Rejection Sampling and the Ziggurat Algorithm

It’s blazingly fast and is the best RNG you’ve never heard of. Let me show you how it works with some interactive sketches. We’ll throw darts along the way!

Throwing darts

How do you calculate π? One way to do it is to throw (a lot) of darts.

Run this sketch yourself in the p5.js web editor.

Huh? I’ll explain step by step. It might be useful to have the code open in another tab.

Step 1: First, we throw a dart randomly inside the square by calling this aptly named function:

function throwDart() {
const x = Math.random();
const y = Math.random();
return createVector(x, y);
}

Math.random() gives us i.i.d. standard uniform variates, which is a fancy way to say that:

Each time we call it we get any number between 0 and 1.
There’s no way to know in advance which one it’ll be,
but we do know no one is favored.

Everything I just said is flat out wrong, but it’s very practical to pretend this is the way it works.

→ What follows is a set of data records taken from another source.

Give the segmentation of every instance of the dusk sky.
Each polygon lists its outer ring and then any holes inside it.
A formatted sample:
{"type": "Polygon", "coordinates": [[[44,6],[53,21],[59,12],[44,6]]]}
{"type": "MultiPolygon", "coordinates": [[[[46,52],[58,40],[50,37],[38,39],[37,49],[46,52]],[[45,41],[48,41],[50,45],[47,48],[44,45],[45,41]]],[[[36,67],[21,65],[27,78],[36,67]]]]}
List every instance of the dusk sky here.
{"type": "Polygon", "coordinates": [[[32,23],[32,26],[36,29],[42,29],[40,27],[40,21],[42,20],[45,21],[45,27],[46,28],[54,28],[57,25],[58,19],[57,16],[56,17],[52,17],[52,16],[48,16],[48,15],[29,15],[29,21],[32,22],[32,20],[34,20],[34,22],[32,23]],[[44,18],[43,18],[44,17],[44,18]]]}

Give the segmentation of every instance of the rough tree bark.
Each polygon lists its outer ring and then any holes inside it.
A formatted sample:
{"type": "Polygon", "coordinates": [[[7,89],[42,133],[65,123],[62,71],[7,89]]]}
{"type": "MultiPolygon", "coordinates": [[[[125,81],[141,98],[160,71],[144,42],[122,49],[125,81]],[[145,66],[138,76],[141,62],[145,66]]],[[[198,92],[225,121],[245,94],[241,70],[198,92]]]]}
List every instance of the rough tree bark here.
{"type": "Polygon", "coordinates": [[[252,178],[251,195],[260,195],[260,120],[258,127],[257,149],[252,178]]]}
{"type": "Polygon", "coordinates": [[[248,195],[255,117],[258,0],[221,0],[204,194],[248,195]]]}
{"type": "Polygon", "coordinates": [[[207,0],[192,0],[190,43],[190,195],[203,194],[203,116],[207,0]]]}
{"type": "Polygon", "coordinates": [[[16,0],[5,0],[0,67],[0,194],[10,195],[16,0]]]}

Go read about true randomness somewhere else.

Step 2: We check where the dart landed. That’s line 31 in the code, if (dart.dist(origin) < radius) (you did open it in another tab, right?). If it falls within the circle, we color it blue and increase the counter in_circle by one. Otherwise we color it red.

Step 3: We do some math.

It is intuitively clear to some people that
\[P(\mathrm{a\ dart\ is\ blue}) =\frac{\mathrm{circle\ area}}{\mathrm{square\ area}}.\]
The intuition is that if no number is favored by the uniform coordinates x and y then every piece of the square should get its “fair share”. The proof, however, just so happens to require some (slightly) nontrivial math. I’ll go ahead and assume you’re OK with the intuition.
The area of the circle is \(\pi r^2\) while the area of the square is \((2r)^2\) (because its side is twice the length of the radius). Take the ratio of the areas and you have
\[\frac{\mathrm{circle\ area}}{\mathrm{square\ area}} = \pi/4.\]
The law of large numbers says that

\[P(\mathrm{a\ dart\ is\ blue})\approx \frac{\mathrm{\#\ of\ blue\ darts}}{\mathrm{\#\ of\ total\ darts}}.\]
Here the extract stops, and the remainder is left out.